Spare my boy. And I will do everything for you.
And Paulina. How they had wanted more children. But those children had never come, and Paulina had endured the dreadful lieutenant’s quarters on the edge of the world, with communal kitchens and the filthy shared latrines. And the separations, the lack of fine things that only those much closer to the Party, or those whose sense of duty was to themselves, would ever have. Paulina, his soldier’s wife. His countess. Paulina, he thought, if I could choose, if I had to choose, I would send you back your son.

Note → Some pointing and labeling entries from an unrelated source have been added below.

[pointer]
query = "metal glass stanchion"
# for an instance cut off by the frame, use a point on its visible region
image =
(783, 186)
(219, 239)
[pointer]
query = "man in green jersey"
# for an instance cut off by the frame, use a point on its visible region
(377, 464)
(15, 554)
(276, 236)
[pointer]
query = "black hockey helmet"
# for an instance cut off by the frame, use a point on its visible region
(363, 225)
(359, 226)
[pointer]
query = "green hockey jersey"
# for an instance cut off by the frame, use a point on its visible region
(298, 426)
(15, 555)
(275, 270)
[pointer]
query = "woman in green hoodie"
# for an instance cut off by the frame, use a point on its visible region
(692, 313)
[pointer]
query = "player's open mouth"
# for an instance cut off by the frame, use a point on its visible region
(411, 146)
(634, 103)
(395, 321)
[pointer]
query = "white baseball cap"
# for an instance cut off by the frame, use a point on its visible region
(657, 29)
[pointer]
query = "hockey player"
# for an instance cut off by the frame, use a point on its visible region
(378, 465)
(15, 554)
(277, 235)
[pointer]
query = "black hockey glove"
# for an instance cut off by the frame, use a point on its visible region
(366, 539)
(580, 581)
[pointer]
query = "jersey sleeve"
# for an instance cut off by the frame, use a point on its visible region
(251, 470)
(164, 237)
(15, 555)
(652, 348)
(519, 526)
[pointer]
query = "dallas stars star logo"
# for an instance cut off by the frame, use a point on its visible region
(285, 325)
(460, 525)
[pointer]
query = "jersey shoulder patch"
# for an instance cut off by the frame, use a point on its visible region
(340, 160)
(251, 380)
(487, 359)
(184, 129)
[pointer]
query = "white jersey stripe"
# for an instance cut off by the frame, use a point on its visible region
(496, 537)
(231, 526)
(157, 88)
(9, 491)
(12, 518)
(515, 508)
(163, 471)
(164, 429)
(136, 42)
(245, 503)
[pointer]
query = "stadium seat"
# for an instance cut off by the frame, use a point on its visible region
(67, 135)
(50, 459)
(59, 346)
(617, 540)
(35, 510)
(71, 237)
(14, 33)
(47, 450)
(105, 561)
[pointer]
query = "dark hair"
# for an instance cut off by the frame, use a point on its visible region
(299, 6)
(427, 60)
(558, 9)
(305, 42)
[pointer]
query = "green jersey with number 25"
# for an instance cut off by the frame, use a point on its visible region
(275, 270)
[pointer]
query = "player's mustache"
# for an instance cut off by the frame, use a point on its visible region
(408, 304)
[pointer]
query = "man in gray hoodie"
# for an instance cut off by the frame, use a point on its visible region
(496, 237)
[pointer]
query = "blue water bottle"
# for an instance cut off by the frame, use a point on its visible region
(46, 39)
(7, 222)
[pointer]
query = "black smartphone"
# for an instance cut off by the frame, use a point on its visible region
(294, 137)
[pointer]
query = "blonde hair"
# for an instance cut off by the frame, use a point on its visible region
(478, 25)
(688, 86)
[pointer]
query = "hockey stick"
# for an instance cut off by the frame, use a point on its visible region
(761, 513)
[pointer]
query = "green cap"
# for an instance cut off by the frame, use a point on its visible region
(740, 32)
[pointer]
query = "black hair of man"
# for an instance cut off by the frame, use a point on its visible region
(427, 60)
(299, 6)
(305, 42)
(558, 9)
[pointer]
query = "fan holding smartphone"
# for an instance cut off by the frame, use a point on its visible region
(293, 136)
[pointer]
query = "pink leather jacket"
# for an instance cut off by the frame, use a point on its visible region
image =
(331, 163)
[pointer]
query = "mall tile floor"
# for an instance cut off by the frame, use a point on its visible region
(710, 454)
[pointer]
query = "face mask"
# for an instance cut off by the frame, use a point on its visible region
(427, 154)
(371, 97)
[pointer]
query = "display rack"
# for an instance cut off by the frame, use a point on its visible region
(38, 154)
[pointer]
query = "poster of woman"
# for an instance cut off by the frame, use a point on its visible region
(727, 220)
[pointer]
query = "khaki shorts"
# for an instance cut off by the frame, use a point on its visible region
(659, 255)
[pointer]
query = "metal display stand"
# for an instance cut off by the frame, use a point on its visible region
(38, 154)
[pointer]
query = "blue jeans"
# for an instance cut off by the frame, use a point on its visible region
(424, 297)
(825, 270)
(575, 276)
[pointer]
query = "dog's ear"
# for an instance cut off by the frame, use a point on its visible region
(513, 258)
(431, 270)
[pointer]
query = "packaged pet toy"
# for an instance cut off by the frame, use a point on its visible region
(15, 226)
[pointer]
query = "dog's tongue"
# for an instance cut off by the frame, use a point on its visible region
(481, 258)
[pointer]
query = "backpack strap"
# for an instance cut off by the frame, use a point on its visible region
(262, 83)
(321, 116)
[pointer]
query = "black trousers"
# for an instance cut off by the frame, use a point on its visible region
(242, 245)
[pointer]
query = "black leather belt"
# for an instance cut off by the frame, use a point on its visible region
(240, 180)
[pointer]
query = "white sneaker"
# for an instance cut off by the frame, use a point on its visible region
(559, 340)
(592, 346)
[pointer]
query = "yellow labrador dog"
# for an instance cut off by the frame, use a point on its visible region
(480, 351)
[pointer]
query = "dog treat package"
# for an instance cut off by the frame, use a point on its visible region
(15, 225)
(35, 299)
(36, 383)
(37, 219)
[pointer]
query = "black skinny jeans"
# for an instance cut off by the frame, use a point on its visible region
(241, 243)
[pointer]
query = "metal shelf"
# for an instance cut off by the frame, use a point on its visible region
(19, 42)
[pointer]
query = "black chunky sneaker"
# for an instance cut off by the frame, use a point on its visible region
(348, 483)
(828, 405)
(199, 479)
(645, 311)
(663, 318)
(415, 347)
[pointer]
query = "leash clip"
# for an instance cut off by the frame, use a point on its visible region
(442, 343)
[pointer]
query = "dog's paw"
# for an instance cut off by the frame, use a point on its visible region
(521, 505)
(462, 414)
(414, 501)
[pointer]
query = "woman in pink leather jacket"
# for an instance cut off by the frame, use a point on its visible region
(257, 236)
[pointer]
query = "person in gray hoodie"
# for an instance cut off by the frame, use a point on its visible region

Malinsky felt ashamed of himself. He knew he hadn’t a moment to squander on nostalgia and personal matters. He needed to concern himself with the movement of tens of thousands of war machines, of hundreds of thousands of men. There was no time for emotionalism.
The intercom phone rang. It was the chief of staff and first deputy commander, the newly promoted Lieutenant General Pavel Pavlovitch Chibisov. The chief was a self-contained, coldly brilliant man with an analytical bent and almost obsessive self-discipline whom Malinsky had rescued from another ineradicable aspect of the Russian character -- anti-Semitism. Chibisov was an ethnic Jew whose family had long ago renounced their religion, but he still felt compelled to struggle relentlessly against every last vestige of his Jewishness. And Chibisov was correct -- his Jewishness never would be fully laid to rest in the eyes of many of his fellow officers. Malinsky felt a close personal bond to Chibisov, a deep, if quiet, affection. They were both outsiders, in their very different ways. In any case, Chibisov was the perfect chief of staff, a born mathematician and organizer, leaving his commander free to concentrate more of his own energies on the military art. Chibisov was the first of his fellow officers whom Malinsky had ever trusted to the extent that he allowed himself to depend fully on another, and he smiled to think of Chibisov the man, a lifelong bachelor who could express everything except emotion with utter clarity.